De suggestie in 1928 om een goedkope Chrysler "Plymouth" te noemen kwam
van verkoopleider Joseph W. Frazer, die na de Tweede Wereldoorlog samen
met Henry J. Kaiser een nieuwe auto onder zijn eigen naam in de markt
zou zetten. De naam Plymouth refereerde aan de plaats, Plymouth Rock,
waar William Bradford aan boord van de "Mayflower" (zie het merkplaatje
hierboven) met de Pilgrims in 1620 in de Verenigde Staten geland was.

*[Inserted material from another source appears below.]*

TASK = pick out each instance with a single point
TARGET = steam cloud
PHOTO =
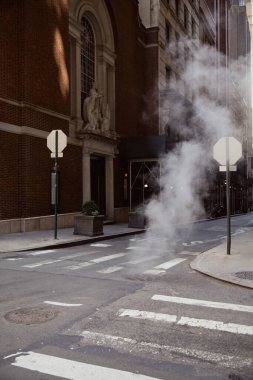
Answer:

Vanaf de introductie was Plymouth een succes. De wagen had hydraulische
remmen en vanaf 1931 werd de motor opgehangen in rubber blokken,
"floating power" heette dat. Het octrooi daarvoor werd door Citroën
gekocht, trouwens er werd door Citroën meer, overigens zonder dat er
octrooien in gemengd waren, overgenomen: auto's van een rots in een
ravijn laten storten, om de degelijke constructie aan te tonen,
bijvoorbeeld. Niet overgenomen werd de volgende Plymouthverkooptactiek:
aspirantkopers werden geblinddoekt in een Plymouth en in andere
viercylinderauto's rondgereden en vervolgens mochten ze raden welke auto
ACHTcylinders had. Het bleek dat de aspirantkopers steevast de Plymouth
kozen. De reclameslagzin was niet voor niets: "Plymouth sets the pace".
Op de foto's een Plymouth uit 1933. Opvallend is dat niet alleen de achterlichten een Plymouthkenmerk kregen, maar dat zelfs de rubbers van de opstapplaatsen om in de dickey seat te komen een "P" hadden.